What’s the most petty thing you’ve done after a breakup? Here are some stories where the revenge was small but oh-so-sweet.
Unknowingly
My ex had a bunch of canned goods in the pantry, so I peeled off all the labels and mixed them up. For a whole year, he had no idea what he was opening.
The Last Little Annoyance
My ex couldn’t stand spotted mirrors and compulsively cleaned them with spray. When he broke up with me, and after crying, I went to wash my face in his bathroom one last time and splash-sprayed his mirror with soapy water. That was my farewell gift.
The Bar
I poured out all his special vodkas and filled the bottles with water, and replaced the rare whiskeys with cola diluted with water.

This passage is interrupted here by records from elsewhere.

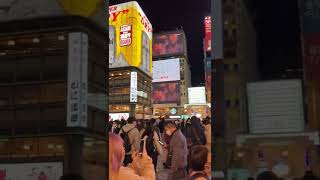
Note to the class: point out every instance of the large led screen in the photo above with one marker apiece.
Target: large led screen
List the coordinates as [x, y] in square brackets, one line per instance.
[26, 171]
[130, 37]
[169, 44]
[197, 95]
[166, 70]
[166, 92]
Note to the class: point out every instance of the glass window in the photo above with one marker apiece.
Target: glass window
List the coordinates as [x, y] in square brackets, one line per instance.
[28, 69]
[53, 92]
[236, 67]
[27, 94]
[55, 68]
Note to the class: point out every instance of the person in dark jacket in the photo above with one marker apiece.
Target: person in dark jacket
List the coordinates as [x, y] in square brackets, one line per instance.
[197, 159]
[194, 132]
[161, 125]
[178, 150]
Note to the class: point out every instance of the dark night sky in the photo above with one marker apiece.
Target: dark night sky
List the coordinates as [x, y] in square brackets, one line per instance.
[278, 37]
[172, 14]
[277, 25]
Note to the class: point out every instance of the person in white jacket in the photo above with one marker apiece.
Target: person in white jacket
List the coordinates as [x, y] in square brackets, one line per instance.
[134, 138]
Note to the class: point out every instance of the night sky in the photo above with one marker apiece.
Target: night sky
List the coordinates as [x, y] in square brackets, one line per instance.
[188, 14]
[276, 22]
[279, 45]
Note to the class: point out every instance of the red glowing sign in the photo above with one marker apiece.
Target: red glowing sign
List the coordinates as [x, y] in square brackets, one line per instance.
[207, 28]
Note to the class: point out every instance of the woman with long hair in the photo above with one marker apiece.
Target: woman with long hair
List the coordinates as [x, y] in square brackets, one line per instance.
[153, 146]
[141, 167]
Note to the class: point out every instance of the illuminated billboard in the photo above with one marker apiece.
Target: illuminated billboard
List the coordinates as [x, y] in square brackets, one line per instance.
[208, 78]
[39, 170]
[166, 92]
[166, 70]
[168, 44]
[207, 29]
[197, 95]
[118, 116]
[130, 37]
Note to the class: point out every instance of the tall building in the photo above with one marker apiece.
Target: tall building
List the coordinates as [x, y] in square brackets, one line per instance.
[51, 65]
[130, 62]
[272, 133]
[237, 68]
[171, 72]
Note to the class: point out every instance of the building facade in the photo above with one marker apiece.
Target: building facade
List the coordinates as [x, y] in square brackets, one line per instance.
[165, 77]
[40, 120]
[130, 62]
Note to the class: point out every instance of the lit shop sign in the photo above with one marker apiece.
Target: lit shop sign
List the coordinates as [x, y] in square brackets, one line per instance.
[166, 70]
[77, 80]
[130, 37]
[118, 116]
[207, 28]
[125, 35]
[142, 94]
[173, 111]
[133, 87]
[174, 117]
[197, 95]
[40, 170]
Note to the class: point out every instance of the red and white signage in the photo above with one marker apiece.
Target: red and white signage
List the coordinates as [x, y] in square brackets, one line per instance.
[166, 70]
[207, 29]
[125, 35]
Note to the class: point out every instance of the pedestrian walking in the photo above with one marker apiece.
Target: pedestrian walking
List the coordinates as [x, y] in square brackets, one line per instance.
[197, 160]
[194, 133]
[141, 167]
[131, 138]
[207, 132]
[153, 146]
[178, 152]
[161, 125]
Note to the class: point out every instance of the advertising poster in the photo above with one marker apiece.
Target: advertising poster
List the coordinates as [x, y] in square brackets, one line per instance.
[166, 70]
[118, 116]
[166, 92]
[31, 171]
[130, 37]
[207, 29]
[208, 78]
[134, 87]
[197, 95]
[77, 80]
[169, 44]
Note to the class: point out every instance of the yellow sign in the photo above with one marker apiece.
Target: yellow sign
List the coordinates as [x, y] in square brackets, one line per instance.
[84, 8]
[130, 37]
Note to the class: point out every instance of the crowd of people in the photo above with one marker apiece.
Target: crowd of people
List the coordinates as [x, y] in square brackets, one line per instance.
[184, 144]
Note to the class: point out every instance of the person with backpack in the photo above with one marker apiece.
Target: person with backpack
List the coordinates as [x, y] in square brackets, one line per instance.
[131, 140]
[153, 146]
[161, 126]
[197, 159]
[178, 152]
[194, 133]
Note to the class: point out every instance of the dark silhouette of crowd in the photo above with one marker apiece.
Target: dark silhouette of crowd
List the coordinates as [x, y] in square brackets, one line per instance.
[183, 143]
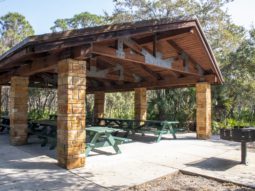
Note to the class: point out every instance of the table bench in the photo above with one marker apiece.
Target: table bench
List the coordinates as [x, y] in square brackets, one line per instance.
[102, 137]
[154, 127]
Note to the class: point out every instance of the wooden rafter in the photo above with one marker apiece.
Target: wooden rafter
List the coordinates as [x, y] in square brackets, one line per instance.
[183, 53]
[144, 58]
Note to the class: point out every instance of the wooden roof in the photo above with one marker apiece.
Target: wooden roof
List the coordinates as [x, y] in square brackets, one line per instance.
[153, 54]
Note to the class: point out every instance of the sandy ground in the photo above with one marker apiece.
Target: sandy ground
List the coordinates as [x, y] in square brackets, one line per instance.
[182, 182]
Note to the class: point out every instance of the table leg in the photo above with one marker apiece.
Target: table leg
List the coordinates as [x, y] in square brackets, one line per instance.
[159, 137]
[243, 152]
[90, 146]
[172, 131]
[113, 143]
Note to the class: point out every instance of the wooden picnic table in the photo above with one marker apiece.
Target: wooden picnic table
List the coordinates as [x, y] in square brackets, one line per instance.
[102, 137]
[158, 128]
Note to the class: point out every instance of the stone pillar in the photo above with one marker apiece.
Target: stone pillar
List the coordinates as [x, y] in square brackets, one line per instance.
[99, 98]
[140, 104]
[203, 99]
[18, 110]
[71, 113]
[0, 100]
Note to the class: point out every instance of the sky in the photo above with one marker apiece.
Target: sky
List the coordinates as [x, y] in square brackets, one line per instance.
[42, 13]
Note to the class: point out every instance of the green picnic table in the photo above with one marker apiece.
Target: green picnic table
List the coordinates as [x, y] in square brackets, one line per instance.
[102, 137]
[158, 128]
[155, 127]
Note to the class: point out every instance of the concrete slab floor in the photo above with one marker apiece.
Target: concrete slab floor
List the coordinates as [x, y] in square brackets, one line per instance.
[32, 167]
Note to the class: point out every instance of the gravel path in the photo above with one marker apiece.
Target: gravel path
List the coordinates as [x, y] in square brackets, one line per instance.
[182, 182]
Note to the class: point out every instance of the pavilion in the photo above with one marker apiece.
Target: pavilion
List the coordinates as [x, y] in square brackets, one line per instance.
[138, 56]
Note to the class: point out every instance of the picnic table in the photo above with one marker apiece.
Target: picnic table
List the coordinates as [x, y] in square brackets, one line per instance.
[99, 136]
[5, 123]
[102, 137]
[155, 127]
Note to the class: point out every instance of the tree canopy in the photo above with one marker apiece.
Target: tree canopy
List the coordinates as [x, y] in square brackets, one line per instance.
[81, 20]
[13, 28]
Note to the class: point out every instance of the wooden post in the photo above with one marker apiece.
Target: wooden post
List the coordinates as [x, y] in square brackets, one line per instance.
[140, 104]
[18, 110]
[0, 100]
[203, 97]
[71, 113]
[99, 99]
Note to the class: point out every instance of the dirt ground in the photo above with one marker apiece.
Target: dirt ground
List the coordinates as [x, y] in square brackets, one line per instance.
[182, 182]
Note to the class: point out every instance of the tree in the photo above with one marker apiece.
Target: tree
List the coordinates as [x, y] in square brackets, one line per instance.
[223, 35]
[81, 20]
[13, 28]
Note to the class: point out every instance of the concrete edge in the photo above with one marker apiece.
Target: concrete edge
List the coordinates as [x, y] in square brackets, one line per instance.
[171, 174]
[214, 178]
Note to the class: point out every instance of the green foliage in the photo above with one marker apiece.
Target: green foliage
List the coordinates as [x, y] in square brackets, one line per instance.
[38, 114]
[224, 36]
[81, 20]
[172, 104]
[119, 105]
[13, 28]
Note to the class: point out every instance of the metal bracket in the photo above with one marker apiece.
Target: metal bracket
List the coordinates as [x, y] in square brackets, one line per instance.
[120, 52]
[158, 61]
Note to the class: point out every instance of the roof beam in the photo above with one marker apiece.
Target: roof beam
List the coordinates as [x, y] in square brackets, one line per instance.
[186, 57]
[37, 66]
[146, 58]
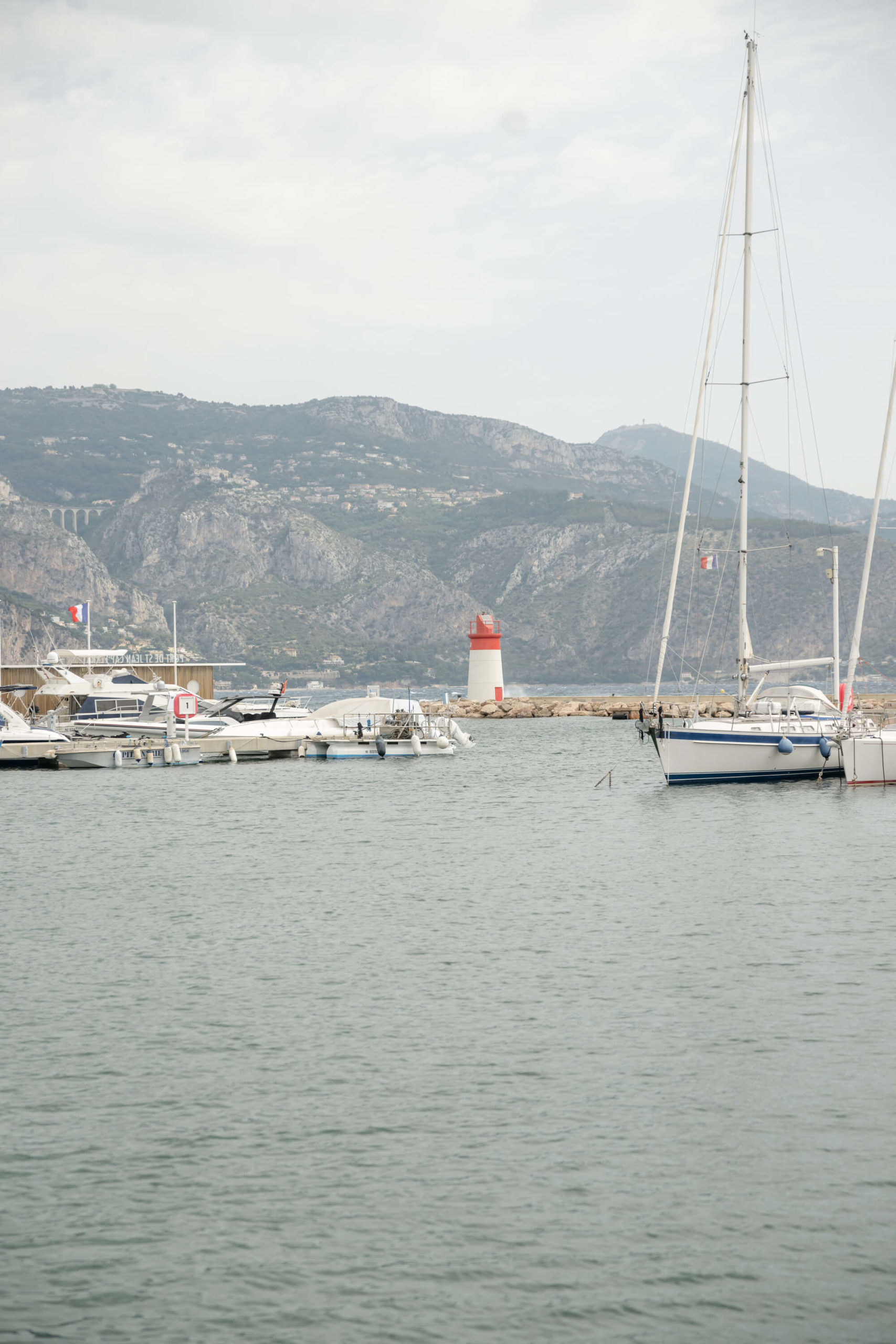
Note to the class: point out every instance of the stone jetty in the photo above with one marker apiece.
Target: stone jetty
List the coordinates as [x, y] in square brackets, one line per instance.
[609, 707]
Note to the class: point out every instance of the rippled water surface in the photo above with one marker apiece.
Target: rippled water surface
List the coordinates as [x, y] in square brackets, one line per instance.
[448, 1050]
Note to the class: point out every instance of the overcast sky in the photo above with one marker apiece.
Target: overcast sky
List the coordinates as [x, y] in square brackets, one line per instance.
[504, 207]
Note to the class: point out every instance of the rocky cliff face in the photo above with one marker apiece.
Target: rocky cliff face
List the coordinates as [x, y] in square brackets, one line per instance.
[44, 561]
[241, 515]
[498, 444]
[242, 554]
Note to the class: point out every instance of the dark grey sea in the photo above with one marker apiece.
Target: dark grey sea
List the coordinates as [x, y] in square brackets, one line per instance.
[446, 1052]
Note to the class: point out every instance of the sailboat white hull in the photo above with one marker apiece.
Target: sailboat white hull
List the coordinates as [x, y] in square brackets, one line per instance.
[747, 753]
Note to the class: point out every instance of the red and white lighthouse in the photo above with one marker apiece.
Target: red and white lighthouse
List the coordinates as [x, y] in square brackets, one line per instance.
[486, 676]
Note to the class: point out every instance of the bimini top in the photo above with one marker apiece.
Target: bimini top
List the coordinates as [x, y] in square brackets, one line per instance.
[83, 655]
[805, 699]
[364, 705]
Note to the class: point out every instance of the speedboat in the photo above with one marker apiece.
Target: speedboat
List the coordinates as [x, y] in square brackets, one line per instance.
[364, 728]
[19, 737]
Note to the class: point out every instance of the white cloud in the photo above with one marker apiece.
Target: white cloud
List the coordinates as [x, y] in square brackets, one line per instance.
[503, 207]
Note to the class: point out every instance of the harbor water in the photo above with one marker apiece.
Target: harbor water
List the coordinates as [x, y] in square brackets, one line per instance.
[448, 1050]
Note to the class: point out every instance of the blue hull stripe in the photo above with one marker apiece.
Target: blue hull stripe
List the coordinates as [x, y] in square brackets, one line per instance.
[755, 776]
[766, 740]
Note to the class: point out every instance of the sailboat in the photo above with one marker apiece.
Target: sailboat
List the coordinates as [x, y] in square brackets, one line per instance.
[790, 733]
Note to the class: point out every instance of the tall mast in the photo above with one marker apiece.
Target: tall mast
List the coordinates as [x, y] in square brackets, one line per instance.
[870, 548]
[711, 324]
[743, 636]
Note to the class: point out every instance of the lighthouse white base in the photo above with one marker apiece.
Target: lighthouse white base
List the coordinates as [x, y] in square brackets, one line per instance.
[486, 675]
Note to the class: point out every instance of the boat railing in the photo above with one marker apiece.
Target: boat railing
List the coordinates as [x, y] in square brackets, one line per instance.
[393, 723]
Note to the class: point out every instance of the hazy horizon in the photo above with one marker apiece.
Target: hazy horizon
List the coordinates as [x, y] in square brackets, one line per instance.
[505, 213]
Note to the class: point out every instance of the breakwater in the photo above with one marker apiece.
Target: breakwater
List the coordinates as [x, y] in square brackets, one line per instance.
[613, 707]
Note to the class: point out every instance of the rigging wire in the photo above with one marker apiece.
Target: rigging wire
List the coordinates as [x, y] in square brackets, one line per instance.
[790, 284]
[734, 154]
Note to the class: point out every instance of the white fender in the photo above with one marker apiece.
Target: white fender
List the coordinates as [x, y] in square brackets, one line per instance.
[460, 736]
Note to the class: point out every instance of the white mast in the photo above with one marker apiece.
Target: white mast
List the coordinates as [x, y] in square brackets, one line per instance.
[673, 577]
[872, 529]
[745, 649]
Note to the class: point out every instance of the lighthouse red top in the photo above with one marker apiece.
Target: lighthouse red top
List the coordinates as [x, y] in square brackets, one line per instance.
[486, 634]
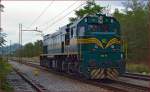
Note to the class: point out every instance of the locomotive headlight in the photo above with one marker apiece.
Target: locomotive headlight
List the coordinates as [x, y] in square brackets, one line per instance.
[92, 63]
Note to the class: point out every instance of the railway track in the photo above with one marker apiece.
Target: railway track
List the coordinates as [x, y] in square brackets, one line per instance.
[34, 84]
[137, 76]
[118, 86]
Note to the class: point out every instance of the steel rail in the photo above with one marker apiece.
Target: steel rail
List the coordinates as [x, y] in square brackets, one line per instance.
[34, 85]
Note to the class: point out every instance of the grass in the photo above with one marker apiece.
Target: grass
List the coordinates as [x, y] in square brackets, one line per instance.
[5, 69]
[138, 68]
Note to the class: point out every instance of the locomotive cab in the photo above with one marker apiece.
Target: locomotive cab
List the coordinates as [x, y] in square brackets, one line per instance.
[100, 47]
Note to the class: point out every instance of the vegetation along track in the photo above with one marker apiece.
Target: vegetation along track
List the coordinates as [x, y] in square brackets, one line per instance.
[137, 76]
[117, 85]
[34, 84]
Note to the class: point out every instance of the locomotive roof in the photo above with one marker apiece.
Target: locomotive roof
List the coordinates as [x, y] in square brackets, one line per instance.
[62, 29]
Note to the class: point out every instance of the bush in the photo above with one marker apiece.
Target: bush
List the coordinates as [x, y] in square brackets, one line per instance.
[138, 68]
[5, 69]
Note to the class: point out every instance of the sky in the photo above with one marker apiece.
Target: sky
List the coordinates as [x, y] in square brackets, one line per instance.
[26, 12]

I also took off all the oven knobs and tossed them in the bedding box, and put the TV remote in the oven because I knew he never used it. A year later, we ran into each other, and he told me he really had to order new ones.
The Penalty
This happened back when we still rented videos. My ex broke up with me over the phone and told me to move out before he got home. I packed my stuff and saw three rented videotapes (he always rented three at a time). I pulled the films out of the cases and put the empty cases back. When he returned them, he had to pay a hefty fine for damage at the rental store.
Light It Up
I took the thermostat off the wall, piled all his single shoes on the cabinet, and partially unscrewed every light bulb. He was short and didn’t have a ladder, so I knew it would be a pain to screw them back in.
Evening Tunes
I cut all his socks at the big toe, rolled them up, and put them back in the drawer. I also released every cricket I’d caught as food for his pet spider around the apartment—about thirty of them. He definitely didn’t sleep that night because of the chirping.

Tooth for a Tooth
I was 65 and my husband 73 when we divorced. The process was underway, but we still lived together. One early morning, while packing my last things after finally finding a place, I saw my husband’s dentures on the sink edge. On a whim, I threw them in the freezer, so he couldn’t show up anywhere until he got new ones made. He accused me of "stealing his teeth," and I told him he’d been misplacing them around the apartment for years and I always put them back in the glass in the morning. When he asked where to look, I suggested checking the oven, freezer, or washing machine because those were his usual hiding spots. Later, my daughter told me he even booked a CT scan and EEG, worried he might be losing his mind.
Lingering Smell
I cleaned my dog’s teeth with my ex’s toothbrush and put it back in the holder, then squeezed tuna spread onto the curtain rod. I heard from his friends that he tore down half the drywall trying to find the source of the smell.
The Floor
My ex and I lived together in his apartment, splitting all expenses. When he broke up with me, I took a chair from the dining room, squeezed half the toothpaste tube out, and tore up the floorboards in half the room because we paid for everything together.